Pfizer Spent Just 18% on R&D in 2024, While 27% Went to Shareholders
Pfizer spent 18% on R&D, 27% to shareholders in 2024

A stark financial disclosure from the pharmaceutical industry has reignited the debate over soaring drug prices in the United States. In 2024, the American pharmaceutical titan Pfizer directed a mere 18% of its total revenue towards internal research and development. In a striking contrast, a larger share—27%—was funnelled to shareholders through dividends and debt repayment.

Trump's Misplaced Blame on Global Allies

This corporate spending pattern emerges as former President Donald Trump re-enters the political fray with a familiar, yet flawed, diagnosis for America's prescription drug crisis. In a speech on 19 December, Trump asserted that Americans pay exorbitant prices because other Western nations, such as France, Germany, and Japan, secure cheaper deals, effectively freeloading on US innovation.

He even recounted an imagined confrontation with French President Emmanuel Macron, claiming he demanded France double or triple its drug prices. Trump pledged to cut US costs by an implausible "700%". While he correctly identifies the US system as a public health failure—where millions struggle to afford essentials like insulin—his explanation fundamentally misidentifies the culprit.

The Real Winners: Pharma Shareholders, Not Foreign Patients

The evidence points not to foreign governments, but to the pricing power and profit priorities of multinational pharmaceutical companies.
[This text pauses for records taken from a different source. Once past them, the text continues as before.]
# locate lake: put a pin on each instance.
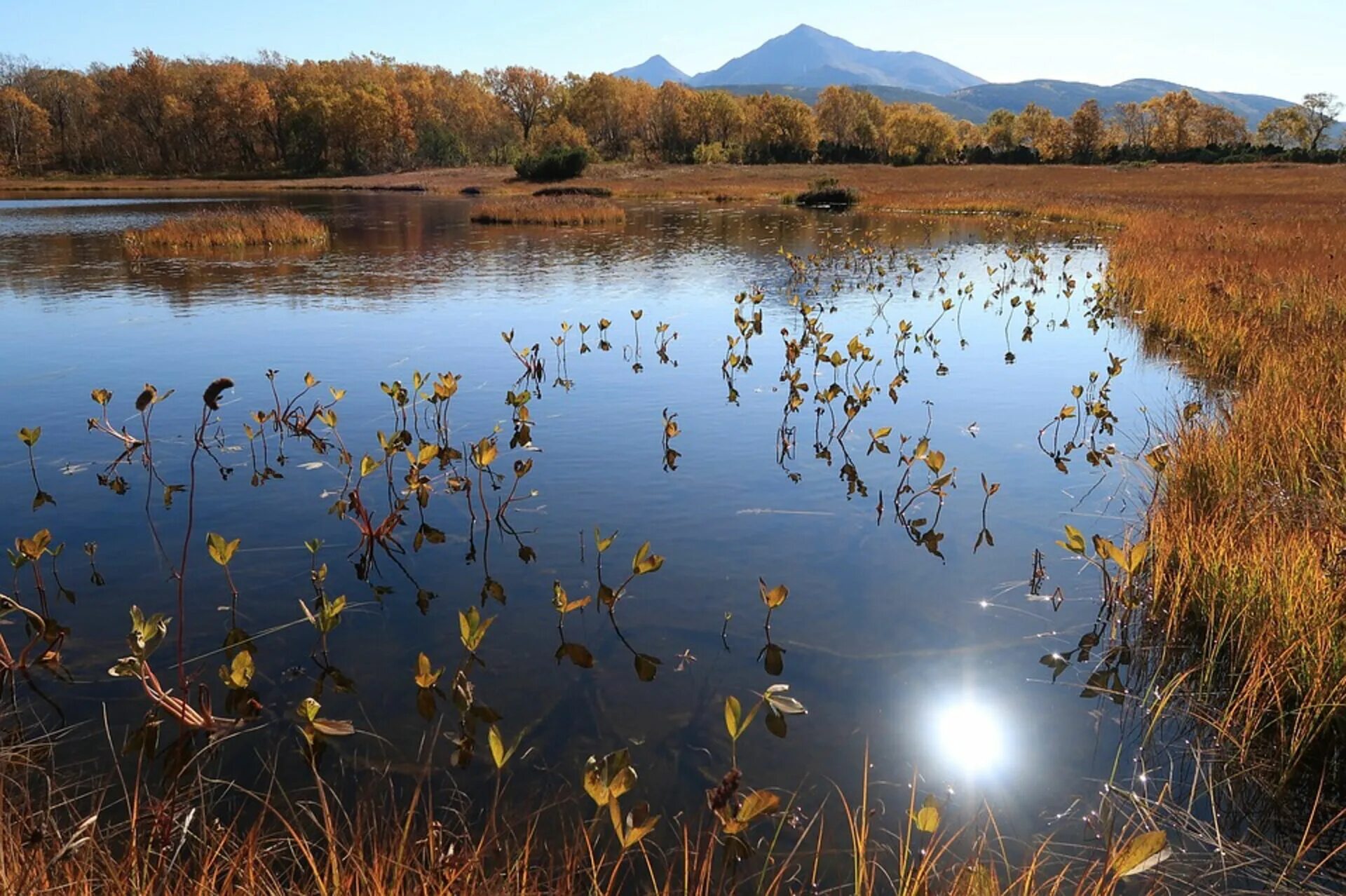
(917, 627)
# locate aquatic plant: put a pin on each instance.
(231, 228)
(548, 210)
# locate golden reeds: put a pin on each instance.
(550, 210)
(229, 228)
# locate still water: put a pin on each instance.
(925, 654)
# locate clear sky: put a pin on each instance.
(1282, 48)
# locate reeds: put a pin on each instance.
(550, 210)
(228, 228)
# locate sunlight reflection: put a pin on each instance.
(971, 736)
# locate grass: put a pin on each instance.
(550, 210)
(194, 836)
(827, 193)
(228, 229)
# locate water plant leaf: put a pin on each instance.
(485, 452)
(500, 754)
(927, 817)
(609, 778)
(773, 597)
(1075, 541)
(240, 672)
(759, 802)
(424, 677)
(1142, 853)
(471, 627)
(219, 549)
(604, 544)
(778, 698)
(333, 727)
(308, 710)
(645, 562)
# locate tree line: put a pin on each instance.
(370, 114)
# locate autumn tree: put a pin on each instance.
(1218, 127)
(920, 133)
(1087, 131)
(528, 93)
(1319, 111)
(671, 130)
(1033, 125)
(1173, 115)
(1000, 133)
(850, 123)
(1136, 125)
(778, 130)
(1286, 127)
(716, 116)
(26, 131)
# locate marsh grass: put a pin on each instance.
(550, 210)
(231, 228)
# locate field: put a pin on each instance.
(1237, 271)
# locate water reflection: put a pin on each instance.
(708, 426)
(971, 736)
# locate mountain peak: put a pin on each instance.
(808, 57)
(655, 70)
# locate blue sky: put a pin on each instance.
(1283, 49)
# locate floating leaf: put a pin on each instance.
(927, 817)
(773, 597)
(645, 562)
(219, 549)
(609, 778)
(424, 677)
(1142, 853)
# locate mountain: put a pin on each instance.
(1063, 97)
(803, 62)
(655, 70)
(812, 58)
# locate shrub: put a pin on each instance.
(604, 193)
(709, 154)
(560, 163)
(228, 228)
(548, 210)
(827, 193)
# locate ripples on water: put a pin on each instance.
(932, 663)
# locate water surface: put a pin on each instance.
(929, 661)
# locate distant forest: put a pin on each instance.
(368, 115)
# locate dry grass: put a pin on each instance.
(179, 839)
(228, 229)
(563, 210)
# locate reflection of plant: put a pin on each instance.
(642, 564)
(606, 780)
(144, 638)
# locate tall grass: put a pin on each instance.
(550, 210)
(229, 228)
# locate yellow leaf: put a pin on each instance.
(773, 597)
(927, 817)
(1142, 853)
(485, 452)
(733, 713)
(759, 802)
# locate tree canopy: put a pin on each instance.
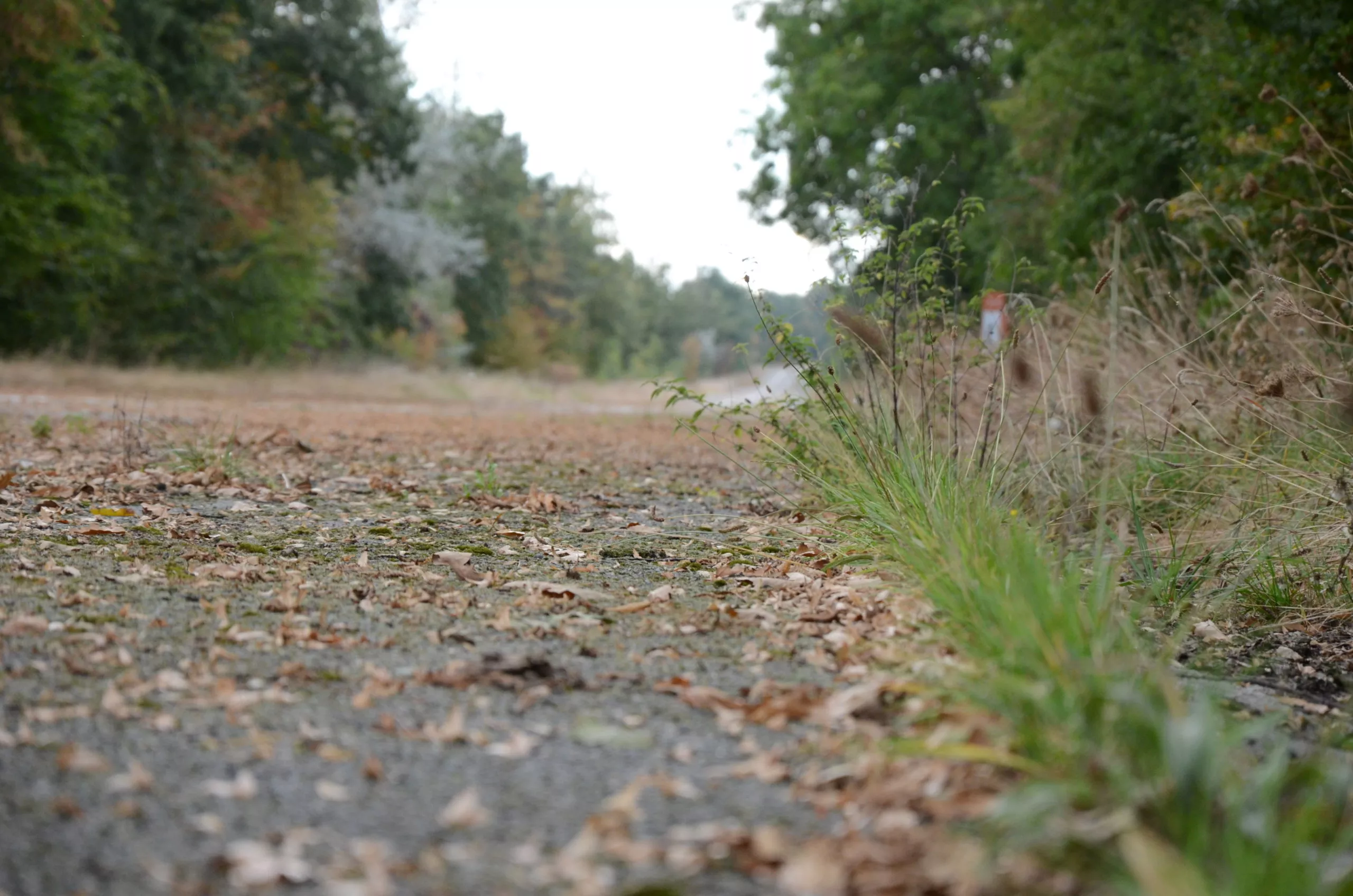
(1056, 111)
Patients in Europe, Canada, South Korea, and Japan do pay less, but they are not receiving medicines for free. The true beneficiaries are corporate investors.

Between 2000 and 2018, shareholders enjoyed over $1.5 trillion in profits, dividends, and share buybacks. US corporations are dominant players, accounting for 49% of the top 20 big pharma revenue in 2024. This model was cemented in the 1990s through global trade agreements like the 1994 TRIPS agreement, which strengthened patent rules worldwide, boosting profits for US, European, and Japanese firms while restricting access to generic medicines.
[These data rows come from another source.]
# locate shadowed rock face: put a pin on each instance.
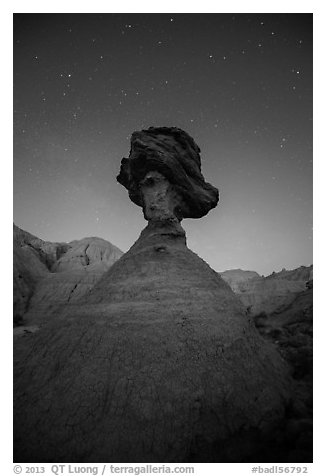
(167, 153)
(159, 362)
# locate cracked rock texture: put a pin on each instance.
(159, 362)
(171, 153)
(271, 293)
(50, 274)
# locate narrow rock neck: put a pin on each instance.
(162, 234)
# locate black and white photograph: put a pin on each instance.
(162, 239)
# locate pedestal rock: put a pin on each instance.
(159, 362)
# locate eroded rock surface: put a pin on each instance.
(171, 153)
(49, 274)
(159, 362)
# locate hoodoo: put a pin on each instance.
(159, 362)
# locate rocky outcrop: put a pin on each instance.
(267, 294)
(169, 155)
(237, 278)
(49, 274)
(159, 362)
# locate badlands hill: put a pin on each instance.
(268, 294)
(47, 274)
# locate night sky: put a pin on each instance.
(239, 84)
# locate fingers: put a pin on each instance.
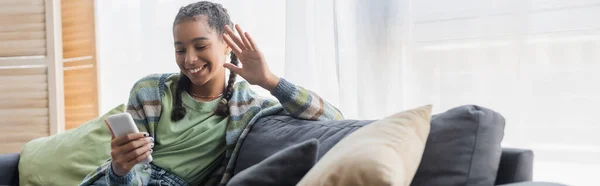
(235, 38)
(133, 155)
(234, 47)
(233, 68)
(251, 41)
(119, 141)
(244, 39)
(138, 159)
(112, 134)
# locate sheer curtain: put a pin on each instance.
(534, 61)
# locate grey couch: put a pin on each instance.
(463, 148)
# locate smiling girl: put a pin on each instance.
(194, 122)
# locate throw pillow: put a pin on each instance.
(386, 152)
(286, 167)
(66, 158)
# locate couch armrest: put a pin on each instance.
(516, 165)
(9, 174)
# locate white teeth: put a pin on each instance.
(193, 71)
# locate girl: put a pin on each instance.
(194, 122)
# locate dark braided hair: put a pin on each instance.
(217, 19)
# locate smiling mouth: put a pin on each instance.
(196, 70)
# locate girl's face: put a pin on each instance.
(199, 51)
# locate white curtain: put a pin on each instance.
(537, 62)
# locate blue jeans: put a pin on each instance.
(158, 177)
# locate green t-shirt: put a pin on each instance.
(191, 148)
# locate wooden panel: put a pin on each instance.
(80, 63)
(22, 71)
(78, 52)
(18, 44)
(24, 18)
(23, 27)
(21, 2)
(80, 77)
(8, 52)
(20, 62)
(36, 87)
(22, 9)
(29, 112)
(39, 128)
(21, 79)
(23, 103)
(24, 106)
(12, 36)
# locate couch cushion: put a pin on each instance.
(274, 133)
(285, 167)
(386, 152)
(463, 148)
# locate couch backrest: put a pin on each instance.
(463, 147)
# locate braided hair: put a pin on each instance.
(217, 19)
A Fraying Model and a Shifting Global Landscape

Today, this system is under significant strain. Across the industry, a smaller proportion of revenue is being invested in truly groundbreaking research, with more being returned to investors. Pfizer's 2024 expenditure is a prime example of this trend. Concurrently, innovation has slowed, with fewer public health breakthroughs and a rise in ultra-expensive niche treatments.

Meanwhile, nations outside the traditional Western-dominated system are advancing. China has built a formidable state-backed pharmaceutical sector, producing 3.4 billion Covid-19 vaccine doses in 2021-2022 alone—28% of the global total at the time. Countries like Cuba also developed their own vaccines through state-controlled biotech.
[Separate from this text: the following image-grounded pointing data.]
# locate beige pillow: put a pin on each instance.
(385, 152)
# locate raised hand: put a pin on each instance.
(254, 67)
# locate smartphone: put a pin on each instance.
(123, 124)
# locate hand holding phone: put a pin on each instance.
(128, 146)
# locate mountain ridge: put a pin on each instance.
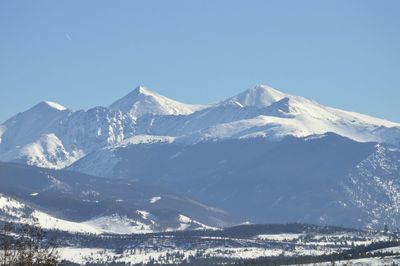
(257, 112)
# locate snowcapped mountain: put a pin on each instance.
(142, 101)
(253, 154)
(50, 135)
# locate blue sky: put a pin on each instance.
(87, 53)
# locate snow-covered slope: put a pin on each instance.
(325, 179)
(49, 135)
(142, 101)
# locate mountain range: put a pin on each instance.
(262, 155)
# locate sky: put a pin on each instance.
(82, 54)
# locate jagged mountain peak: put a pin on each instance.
(142, 101)
(49, 105)
(258, 96)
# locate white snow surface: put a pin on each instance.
(52, 136)
(142, 101)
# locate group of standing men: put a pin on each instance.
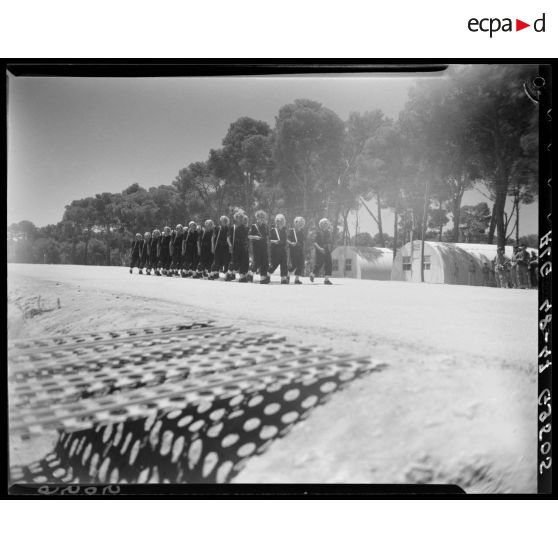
(519, 272)
(207, 251)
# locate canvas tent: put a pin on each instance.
(444, 262)
(362, 262)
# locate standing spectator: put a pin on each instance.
(472, 272)
(522, 268)
(534, 270)
(513, 268)
(485, 274)
(500, 263)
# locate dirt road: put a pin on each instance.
(455, 404)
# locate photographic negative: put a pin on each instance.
(267, 279)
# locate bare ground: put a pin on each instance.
(456, 403)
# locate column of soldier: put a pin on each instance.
(209, 250)
(518, 272)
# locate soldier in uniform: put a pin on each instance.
(144, 256)
(259, 235)
(512, 266)
(472, 272)
(164, 252)
(522, 269)
(500, 264)
(278, 241)
(485, 274)
(323, 245)
(295, 239)
(534, 270)
(205, 242)
(154, 253)
(135, 253)
(221, 251)
(190, 249)
(176, 250)
(238, 246)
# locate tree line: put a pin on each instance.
(473, 128)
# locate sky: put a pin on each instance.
(69, 138)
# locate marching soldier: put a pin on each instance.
(176, 250)
(323, 244)
(259, 235)
(190, 250)
(164, 252)
(534, 270)
(221, 250)
(295, 239)
(485, 274)
(205, 242)
(135, 253)
(472, 272)
(154, 253)
(512, 267)
(278, 241)
(144, 256)
(522, 269)
(238, 245)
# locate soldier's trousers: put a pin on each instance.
(240, 260)
(278, 259)
(260, 259)
(323, 260)
(206, 259)
(191, 258)
(153, 261)
(135, 259)
(176, 260)
(522, 277)
(297, 260)
(502, 278)
(221, 258)
(144, 260)
(164, 260)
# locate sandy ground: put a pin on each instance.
(456, 403)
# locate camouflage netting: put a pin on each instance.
(181, 404)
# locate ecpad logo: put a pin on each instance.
(493, 25)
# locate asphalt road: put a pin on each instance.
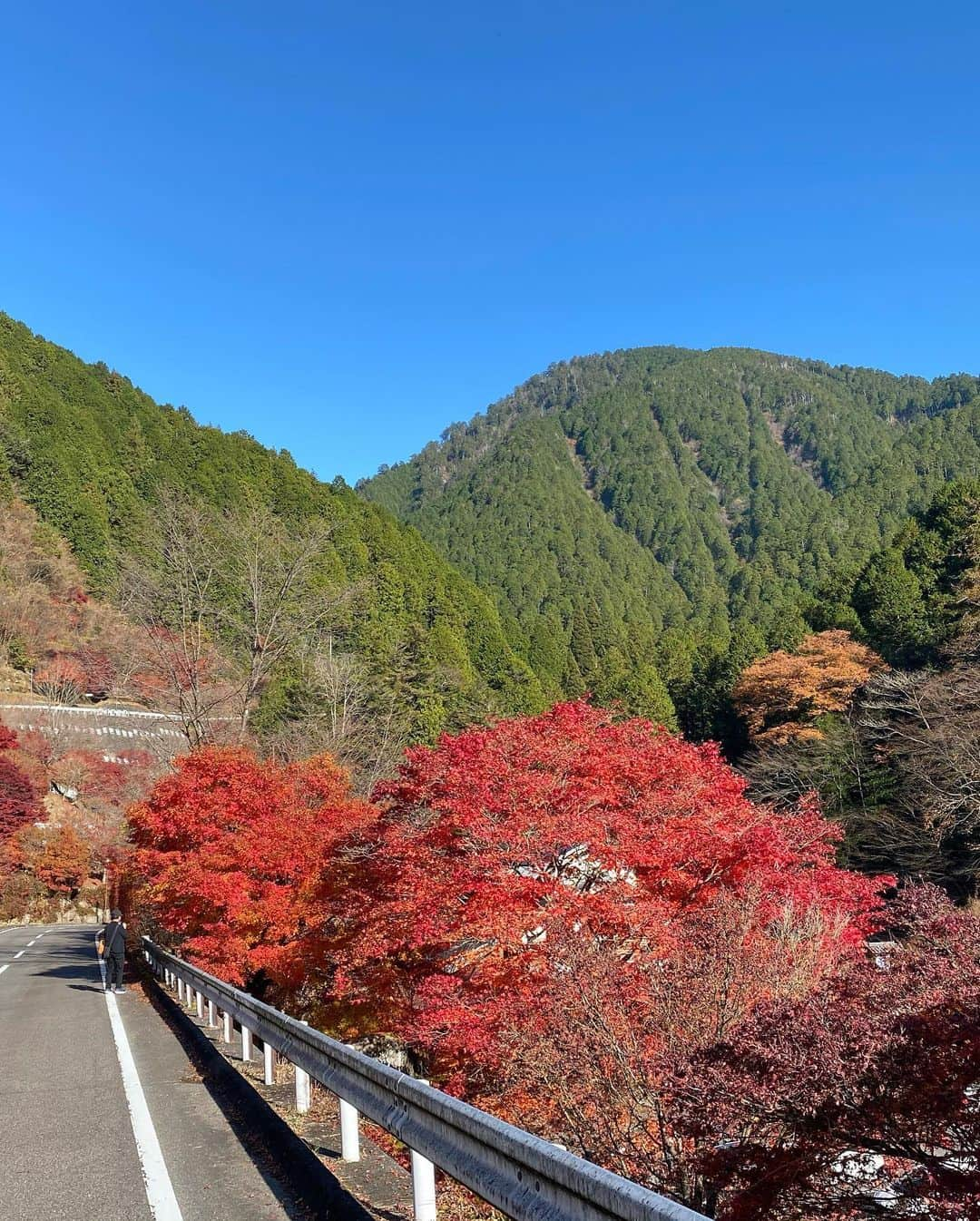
(70, 1148)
Faced with what may be peak profits, US industry pressure is mounting to find new revenue streams. Trump's proposed solution—to strong-arm allies into paying more for US drugs—protects corporate interests rather than challenging them. It leverages economic pressure on nations dependent on US security, potentially forcing European and Japanese governments into a difficult position between their own domestic pharmaceutical lobbies and outraged voters facing even higher healthcare costs.

Ultimately, the high cost of American medicines is not a subsidy for the world, but a testament to the financial priorities of an industry that increasingly rewards its investors over reinvesting in transformative research for patients.